LINE references are classified for the syntactic extension of the original element, indicating whether the quoted text and the quoting text comprise a sentential constituent or an entire clause.
This menu describes the linguistic features that render the quotation recognisable or, in other words, what remains identical in quotation. Click here for details.
This menu classifies LINE references for the changes which the Hamlet phrase undergoes in quotation. Words may be substituted, omitted, re-arranged or added; clauses and phrases may change their grammatical function or be paraphrased more loosely. Punctuation and spelling are disregarded unless they change the meaning. Click here for details.
The following text fields are not separately searchable, but their content is included in the fulltext "Quick search"
This text field gives the bibliographical reference for the text extract that contains the Hamlet quotation. The format follows the MLA style manual, with some minor variants for consistency and rare genres.
This text field provides additional information that may concern the context of the given extract (information on speakers, topics or plotlines) and its author, composition and publication history as well as information on a book's overall relation to Hamlet or other literary references.
This menu indicates the field of research in which a particular Hamlet reference has been mentioned before.

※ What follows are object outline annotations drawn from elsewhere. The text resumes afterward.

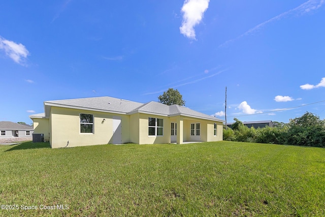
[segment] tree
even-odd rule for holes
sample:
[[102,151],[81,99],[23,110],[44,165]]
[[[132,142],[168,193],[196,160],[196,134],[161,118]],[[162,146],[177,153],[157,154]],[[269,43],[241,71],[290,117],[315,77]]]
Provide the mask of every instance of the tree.
[[235,120],[235,122],[232,125],[232,129],[233,130],[238,130],[240,126],[244,126],[243,122],[236,117],[234,118],[234,120]]
[[306,112],[300,117],[290,120],[286,142],[289,145],[324,147],[325,121]]
[[177,89],[169,88],[168,90],[164,91],[162,95],[158,97],[158,99],[159,103],[168,106],[171,105],[185,106],[185,101],[183,100],[183,96]]

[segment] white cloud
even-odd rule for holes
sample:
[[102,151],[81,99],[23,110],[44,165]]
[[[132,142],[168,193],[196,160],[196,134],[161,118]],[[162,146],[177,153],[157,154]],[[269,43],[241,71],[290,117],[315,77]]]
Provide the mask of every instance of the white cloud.
[[287,96],[277,96],[274,98],[276,102],[288,102],[295,100],[292,97]]
[[246,101],[242,102],[238,108],[243,111],[244,114],[253,114],[256,113],[262,113],[261,111],[257,111],[256,109],[252,109],[250,106],[247,104]]
[[311,89],[314,88],[318,88],[320,87],[325,87],[325,78],[322,78],[320,82],[315,85],[313,84],[306,84],[303,85],[301,85],[300,88],[302,89]]
[[194,26],[200,23],[210,0],[185,0],[182,7],[183,21],[179,30],[190,39],[196,39]]
[[223,111],[218,111],[218,112],[216,112],[215,114],[214,114],[214,115],[218,117],[224,117],[224,112]]
[[29,52],[22,44],[17,44],[0,36],[0,49],[5,51],[6,54],[17,64],[23,65]]

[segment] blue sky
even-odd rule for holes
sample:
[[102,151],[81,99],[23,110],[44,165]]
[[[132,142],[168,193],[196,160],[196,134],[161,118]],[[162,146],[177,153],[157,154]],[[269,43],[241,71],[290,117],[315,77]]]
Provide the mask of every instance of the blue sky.
[[0,120],[43,102],[157,101],[227,121],[325,118],[325,1],[13,1],[0,9]]

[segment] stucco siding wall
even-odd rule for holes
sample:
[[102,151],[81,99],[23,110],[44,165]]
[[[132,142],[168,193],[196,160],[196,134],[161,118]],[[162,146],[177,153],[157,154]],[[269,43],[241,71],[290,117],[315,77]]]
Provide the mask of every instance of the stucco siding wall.
[[[27,131],[29,132],[29,135],[26,135]],[[32,130],[24,130],[18,131],[18,137],[22,138],[30,138],[30,140],[32,139],[32,133],[34,131]]]
[[3,135],[3,136],[2,136],[1,134],[0,134],[0,138],[9,138],[9,137],[13,137],[12,131],[11,130],[9,130],[3,129],[3,130],[0,130],[1,131],[5,131],[5,134],[6,134],[6,135]]
[[[164,119],[163,136],[149,136],[149,117]],[[139,117],[139,144],[161,144],[171,142],[171,122],[168,117],[140,114]]]
[[[34,133],[44,134],[44,140],[48,141],[50,137],[49,119],[34,118],[32,121],[34,127]],[[32,135],[31,136],[32,137]]]
[[[80,133],[80,113],[93,115],[93,133]],[[52,148],[113,143],[113,117],[116,114],[52,107],[51,111]],[[129,141],[129,117],[121,115],[122,142]],[[103,121],[103,119],[105,120]]]
[[139,143],[139,113],[134,114],[130,116],[129,133],[130,142],[134,143]]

The text field SECONDARY SOURCE provides the bibliographical references. All other references have, to our knowledge, first been spotted by the HyperHamlet project team. They are coded as No source given or as Retrieved from fulltext database.
The following text field is not separately searchable
This search field gives the date when the text with the Hamlet quotation first becomes available to an audience and thus to re-quotation. This date may be earlier than the edition quoted on HyperHamlet, and it may be much later than the date of composition or even the death of the author. For genres like opera, drama, TV or radio plays, the date of the first performance/broadcast is given even if a first print edition came out later. For letters, which are considered 'published' to their addressee, the date of composition is given here.